The matchup, of course, goes deeper than one premier showdown.

Donald is a perennially favorite for NFL Defensive Player of the Year, and he made his impact felt on the stat sheet in last week's opener against the Chicago Bears with a sack, a quarterback hit and a tackle for loss. But he also helped open things up for defensive end Justin Hollins — a 2019 fifth-round pick by the Denver Broncos who finished with eight tackles and two sacks, the latter nearly matching his 2020 season total of three.

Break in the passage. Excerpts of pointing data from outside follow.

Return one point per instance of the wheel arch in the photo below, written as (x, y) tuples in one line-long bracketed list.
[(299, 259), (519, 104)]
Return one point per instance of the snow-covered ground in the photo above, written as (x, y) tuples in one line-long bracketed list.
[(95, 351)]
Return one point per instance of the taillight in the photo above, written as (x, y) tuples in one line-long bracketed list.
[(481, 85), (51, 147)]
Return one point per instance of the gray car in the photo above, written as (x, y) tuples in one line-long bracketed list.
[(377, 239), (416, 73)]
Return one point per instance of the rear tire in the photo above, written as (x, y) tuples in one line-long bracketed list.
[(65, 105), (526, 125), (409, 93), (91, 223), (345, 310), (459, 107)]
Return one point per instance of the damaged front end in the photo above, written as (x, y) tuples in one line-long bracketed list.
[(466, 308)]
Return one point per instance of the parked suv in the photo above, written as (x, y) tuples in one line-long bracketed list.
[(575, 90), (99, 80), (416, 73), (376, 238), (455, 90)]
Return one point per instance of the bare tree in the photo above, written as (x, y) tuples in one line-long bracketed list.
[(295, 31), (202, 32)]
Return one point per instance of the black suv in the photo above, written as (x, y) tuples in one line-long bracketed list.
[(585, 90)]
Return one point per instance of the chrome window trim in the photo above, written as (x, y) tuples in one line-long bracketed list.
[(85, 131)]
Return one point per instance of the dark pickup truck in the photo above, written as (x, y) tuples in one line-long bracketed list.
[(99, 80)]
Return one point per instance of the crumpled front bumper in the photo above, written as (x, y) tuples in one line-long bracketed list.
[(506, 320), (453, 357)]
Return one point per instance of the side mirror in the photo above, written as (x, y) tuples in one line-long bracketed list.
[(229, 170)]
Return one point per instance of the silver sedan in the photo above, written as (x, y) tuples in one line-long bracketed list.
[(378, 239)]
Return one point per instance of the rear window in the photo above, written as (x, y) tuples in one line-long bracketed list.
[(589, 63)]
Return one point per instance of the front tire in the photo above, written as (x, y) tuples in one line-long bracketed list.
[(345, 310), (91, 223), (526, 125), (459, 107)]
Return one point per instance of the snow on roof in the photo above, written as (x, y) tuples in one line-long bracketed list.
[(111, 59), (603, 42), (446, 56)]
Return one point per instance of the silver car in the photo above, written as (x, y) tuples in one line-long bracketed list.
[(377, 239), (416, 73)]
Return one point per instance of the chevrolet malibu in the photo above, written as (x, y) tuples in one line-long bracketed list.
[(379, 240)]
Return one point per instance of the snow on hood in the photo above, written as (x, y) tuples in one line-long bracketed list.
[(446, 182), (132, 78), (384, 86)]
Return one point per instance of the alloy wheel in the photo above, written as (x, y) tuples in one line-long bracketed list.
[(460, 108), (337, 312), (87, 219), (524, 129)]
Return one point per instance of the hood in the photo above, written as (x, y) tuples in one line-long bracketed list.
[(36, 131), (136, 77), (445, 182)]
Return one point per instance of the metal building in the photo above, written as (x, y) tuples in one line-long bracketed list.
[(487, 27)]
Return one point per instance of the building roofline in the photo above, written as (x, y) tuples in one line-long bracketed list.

It's a stark reminder as much attention as Donald draws, he can't be the sole focus. The Rams have a new defensive coordinator in former Tampa Bay Buccaneers head coach Raheem Morris, and that adds a level of unpredictability to their scheme.

Donald's snaps last season were split almost evenly along the left and right side of the line of scrimmage, and it stands to reason L.A. won't hesitate to move him around and take advantage of matchups. In fact, that's what the Colts are expecting and preparing for this week.

Donald is one of the rare defensive linemen capable of taking over games on his own.

"Aaron Donald is an elite defender, very good at what he does, his ability to beat o-linemen," Colts offensive coordinator Marcus Brady said. "Just like any other team, you figure out what their strengths are, and obviously he's one of their strengths on defense, and then you try to game plan around it where potentially you try to get some double teams when you can. Sometimes the front calls it where you can't, but you try to as much as you can."

The Colts struggled mightily up front in last week's opener against the Seattle Seahawks.

The official league statistics charged Indianapolis with 10 quarterback hits, but Pro Football Focus' 18 pressures is a more descriptive number. PFF had every offensive lineman except Nelson responsible for at least two pressures, with left tackle Julien Davenport (8) the most guilty party.

The numbers weren't much better in the run game, where PFF credited the offensive line with creating a total of just 9 yards before contact on running back Jonathan Taylor's 17 carries. He finished with just 56 yards, and the Colts averaged a subpar 3.8 yards per attempt as a team.

The lack of production in the trenches bled into every part of the offense. Per PFF stats, Carson Wentz averaged just 5.9 yards per attempt and had a quarterback rating of 71.0 when under pressure against the Seahawks. From a clean pocket, he averaged 7.1 yards per attempt and had a rating of 122.2.

As Indianapolis looks to make more explosive plays downfield in Week 2, it starts with the men up front. And the success of the offensive line is indelibly tied to its ability to keep Donald from wrecking the game.

"You're always aware of him," Wentz said. "Anytime you play a dominant d-lineman like he is — I mean everybody knows how good he is. So you have to be aware of him. We never say we fear anybody, but we're aware, and we know where he's at, and that factors into the game plan a little bit and some things like that. He's a great player, and we've got to take care of him."